Most of the arrests in Washington stemmed from curfew violations in four days of protests over the death of George Floyd by police in Minneapolis. (Photo: Geoff Livingston/Creative Commons)

Mayor Muriel Bowser warned protesters to be off the streets before 7 p.m. to avoid being arrested on the second day of Washington’s curfew, which coincides with the primary elections.

Many citizens have voiced concerns about being able to vote without being arrested, since the polls close at 8 p.m. today, just an hour after the curfew is in effect. However, Bowser said voters, poll workers and essential employees have nothing to worry about, during a press conference this afternoon at the John A. Wilson Building.

Peter Newsham, chief of the Metropolitan Police Department, said that officers arrested about 300 people during four days of protests incited by the death of an unarmed black man, George Floyd, while being detained by police in Minneapolis.

Most of the arrests were for violations of the 7 p.m. to 6 a.m. curfew, followed by burglary and rioting, Newsham said. Two officers were injured outside the Judiciary Square police station and one police car was set on fire, he added.

Protesters assembled in Lafayette Square on Monday to peacefully protest, but were met with federal force, munitions and tear gas instead. Newsham stated that federal law enforcement “warned” protesters to disperse at 6:30 p.m., because of presidential movement in the area. The Metropolitan Police Department didn’t “participate in that movement,” he said. However, 54 people were arrested at 7:20 p.m. for curfew violations nearby at 17th and I Streets.
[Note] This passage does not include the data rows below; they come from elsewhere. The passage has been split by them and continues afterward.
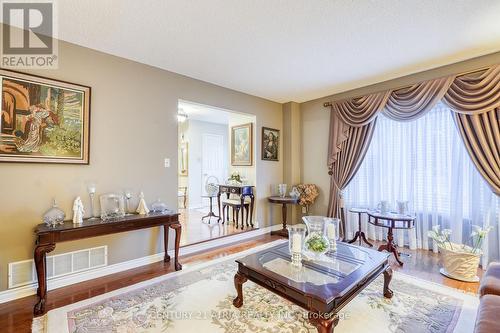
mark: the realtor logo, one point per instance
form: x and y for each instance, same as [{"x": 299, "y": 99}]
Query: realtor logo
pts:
[{"x": 28, "y": 37}]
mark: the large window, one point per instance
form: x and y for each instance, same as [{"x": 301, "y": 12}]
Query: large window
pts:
[{"x": 425, "y": 162}]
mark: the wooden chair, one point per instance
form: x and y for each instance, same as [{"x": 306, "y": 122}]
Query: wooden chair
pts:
[
  {"x": 235, "y": 203},
  {"x": 182, "y": 193}
]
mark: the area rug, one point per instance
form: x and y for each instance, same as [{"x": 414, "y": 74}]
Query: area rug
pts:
[{"x": 199, "y": 299}]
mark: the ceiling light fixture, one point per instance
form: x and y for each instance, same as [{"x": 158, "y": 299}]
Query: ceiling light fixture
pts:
[{"x": 181, "y": 116}]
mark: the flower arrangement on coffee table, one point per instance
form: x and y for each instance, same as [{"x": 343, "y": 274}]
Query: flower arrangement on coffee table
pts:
[{"x": 308, "y": 194}]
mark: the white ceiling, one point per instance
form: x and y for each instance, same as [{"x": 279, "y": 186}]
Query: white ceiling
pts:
[
  {"x": 286, "y": 50},
  {"x": 210, "y": 114}
]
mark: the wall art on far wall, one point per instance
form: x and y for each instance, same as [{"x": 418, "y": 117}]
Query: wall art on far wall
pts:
[
  {"x": 43, "y": 120},
  {"x": 270, "y": 144},
  {"x": 242, "y": 145}
]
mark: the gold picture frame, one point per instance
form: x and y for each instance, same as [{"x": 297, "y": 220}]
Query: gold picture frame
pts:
[
  {"x": 183, "y": 159},
  {"x": 270, "y": 144},
  {"x": 242, "y": 145},
  {"x": 43, "y": 120}
]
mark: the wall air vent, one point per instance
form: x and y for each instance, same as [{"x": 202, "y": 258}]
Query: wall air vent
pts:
[{"x": 23, "y": 273}]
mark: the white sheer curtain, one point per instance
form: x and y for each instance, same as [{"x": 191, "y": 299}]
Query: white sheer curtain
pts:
[{"x": 425, "y": 162}]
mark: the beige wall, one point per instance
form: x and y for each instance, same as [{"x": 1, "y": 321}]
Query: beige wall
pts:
[
  {"x": 315, "y": 122},
  {"x": 291, "y": 144},
  {"x": 134, "y": 127}
]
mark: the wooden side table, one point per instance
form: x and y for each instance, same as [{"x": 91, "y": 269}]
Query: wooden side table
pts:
[
  {"x": 284, "y": 201},
  {"x": 211, "y": 212},
  {"x": 391, "y": 221},
  {"x": 241, "y": 190}
]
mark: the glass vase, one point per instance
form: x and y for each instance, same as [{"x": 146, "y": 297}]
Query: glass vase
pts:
[
  {"x": 332, "y": 232},
  {"x": 296, "y": 236},
  {"x": 316, "y": 243}
]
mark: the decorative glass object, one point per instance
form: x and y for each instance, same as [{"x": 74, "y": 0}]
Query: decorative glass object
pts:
[
  {"x": 332, "y": 232},
  {"x": 128, "y": 196},
  {"x": 282, "y": 190},
  {"x": 159, "y": 207},
  {"x": 296, "y": 236},
  {"x": 402, "y": 207},
  {"x": 54, "y": 216},
  {"x": 211, "y": 185},
  {"x": 112, "y": 206},
  {"x": 316, "y": 243},
  {"x": 91, "y": 189},
  {"x": 294, "y": 193}
]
The police chief also said a large group of protesters gathered around 9 p.m. in the 2400 block of 14th Street Northwest, which resulted in 174 arrests nearby on Swann Street. A resident there allowed some protesters to escape into his home.

Newsham maintains that his department has had low involvement of what took place in the city, including the “unplanned movement of the president.” However, he admits that his officers used riot-control chemicals against protesters such as stink bombs, CS or counter-strike sprays and OC bombs.

President Trump has made it clear that he wants to show force in D.C. along with the rest of the nation to silence protesters. Bowser was informed that Trump is actively “seeking national guard support, possible army support and federal police from other federal entities” to bring the riots to a halt.

Bowser has openly expressed her concerns about federal involvement during the protest, even going as far as to calling munition firing at protesters during presidential movement around the district “shameful” in a tweet.